Monday, August 15, 2022

1 Year on a Pump

Happy Birthday, Pumpy McPumpFace! almost. It's been around a year since I started using an insulin pump and phew, what a journey! You might have noticed from my frequent social rants; I like data from big numbers. A year of pumping, around 120 set changes, approx 26,000 units of insulin and, very importantly, 0 insulin injections from pens or syringes - seems like a satisfying amount of numbers to form a good opinion on insulin pump therapy (we'll get to the TIR later, don't worry).

Urgh! It's a nightmare, don't waste your time!

Just kidding. It has transformed my T1D and I'm absolutely delighted and massively grateful for the chance to pump. You knew that already, of course because you follow my socials because you have great taste in tweets. In this blog I am going to run through some of the stand-out experiences of using a pump in the last year. These are my experiences and you'll likely have your own should you decide that pumping is for you. 

I remember owning this pump for a week before getting set up. That stemmed from a feeling of anxiety and nervousness that I might make a mistake and give myself a massive overdose or, as is my want with most tech, break it. None of those things happened and it only took a sweaty hour or so to get started thanks to a Zoom call with a former Accu-chek Combo user. In hindsight, I could've done the set up myself from watching YouTube videos but there was something reassuring to have that peer support on hand over a live video call.

Great, so, you're not interested in a day by day run down of pump use from here on in and, to be honest, I couldn't tell you what I had for breakfast let alone what my bolus for it was (obviously it was coffee). Let's get to the important bits, the positives and negatives, and I'll try to keep them brief.

Negatives:

Yes, there are some!

- Always attached
Unless you're taking a bath or a shower then you're always attached to that little lump of plastic and 60cm of tubing filled with insulin. Eventually, it becomes a very normal thing and you learn to adapt even in the bedroom! However, it does mean you're aware of things like door handles, getting hung up on similar things and where to put the pump on your person. If you use a CGM then you're likely well versed in site rotation for your little "always on me" buddy. The same is true of a pump site but, a pump site needs to be changed every 3 days or so. Your CGM may last for 14 days. If you're moving to a pump then start considering the idea of different areas on your body for placement. Legs are fine for me, some use arms, boobs, love handles and top of the bum. I think I'm good with legs and tummy for the time being. 

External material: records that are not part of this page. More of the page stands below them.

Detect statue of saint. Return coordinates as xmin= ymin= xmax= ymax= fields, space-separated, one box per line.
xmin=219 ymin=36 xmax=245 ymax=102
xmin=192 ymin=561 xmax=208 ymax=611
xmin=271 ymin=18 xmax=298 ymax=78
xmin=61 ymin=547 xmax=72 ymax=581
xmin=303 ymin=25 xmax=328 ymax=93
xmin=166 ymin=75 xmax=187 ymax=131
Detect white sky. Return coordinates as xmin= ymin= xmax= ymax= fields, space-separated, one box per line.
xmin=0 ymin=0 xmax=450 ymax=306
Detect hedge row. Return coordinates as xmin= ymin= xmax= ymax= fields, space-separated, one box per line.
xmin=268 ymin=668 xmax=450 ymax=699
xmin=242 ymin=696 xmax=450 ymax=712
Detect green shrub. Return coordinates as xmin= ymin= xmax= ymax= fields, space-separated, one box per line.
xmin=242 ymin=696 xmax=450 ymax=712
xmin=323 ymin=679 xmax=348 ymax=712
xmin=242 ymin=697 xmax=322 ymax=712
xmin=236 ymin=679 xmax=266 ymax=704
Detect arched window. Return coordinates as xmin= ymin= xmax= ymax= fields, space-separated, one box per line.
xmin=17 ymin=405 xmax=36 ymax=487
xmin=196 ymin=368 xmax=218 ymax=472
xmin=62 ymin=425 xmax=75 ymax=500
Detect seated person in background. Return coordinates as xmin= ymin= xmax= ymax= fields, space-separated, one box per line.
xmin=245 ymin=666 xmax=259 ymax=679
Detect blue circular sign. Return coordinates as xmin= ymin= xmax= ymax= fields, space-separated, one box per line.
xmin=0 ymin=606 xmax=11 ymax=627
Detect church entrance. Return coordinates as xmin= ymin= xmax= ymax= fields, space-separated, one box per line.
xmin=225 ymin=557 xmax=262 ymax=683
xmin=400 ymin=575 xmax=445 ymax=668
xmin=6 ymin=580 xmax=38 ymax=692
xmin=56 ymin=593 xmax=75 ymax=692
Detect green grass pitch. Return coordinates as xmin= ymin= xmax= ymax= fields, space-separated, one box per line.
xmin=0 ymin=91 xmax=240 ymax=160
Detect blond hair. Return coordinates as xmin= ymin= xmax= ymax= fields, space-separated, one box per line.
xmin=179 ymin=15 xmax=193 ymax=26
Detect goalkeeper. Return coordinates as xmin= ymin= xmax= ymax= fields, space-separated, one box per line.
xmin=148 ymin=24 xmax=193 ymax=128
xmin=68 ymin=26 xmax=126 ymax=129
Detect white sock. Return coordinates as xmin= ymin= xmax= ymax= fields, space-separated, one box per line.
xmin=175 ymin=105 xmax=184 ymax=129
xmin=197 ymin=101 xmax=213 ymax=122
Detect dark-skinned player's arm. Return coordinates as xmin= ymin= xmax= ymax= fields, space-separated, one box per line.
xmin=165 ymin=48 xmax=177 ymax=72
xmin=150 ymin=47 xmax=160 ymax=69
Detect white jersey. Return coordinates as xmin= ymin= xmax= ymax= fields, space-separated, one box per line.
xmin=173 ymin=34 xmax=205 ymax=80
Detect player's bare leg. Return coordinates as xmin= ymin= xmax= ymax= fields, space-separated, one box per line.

You may also need to get used to the constant reminder of having T1D. MDI means a jab and carry on & you might not jab again for several hours! Your pump is on your person and always dripping basal into you quietly. I firmly believe that having an acceptance of this condition is a vital part of living well with it and using a pump to help manage it. If you're struggling with acceptance then the reminder from a pump might affect your mental health. 

- The blood!
It's not a common event for me, it's happened twice, the blood following a cannula removal if you nick a blood vessel. Wow! If it happens to you once then you'll have plenty of "just in case" tissues on stand by for the next occasion. A little blood can look like a lot, I know. If you scroll through my old tweets then you might find images of my blood-soaked tissues. They're not from a knife wound, I promise.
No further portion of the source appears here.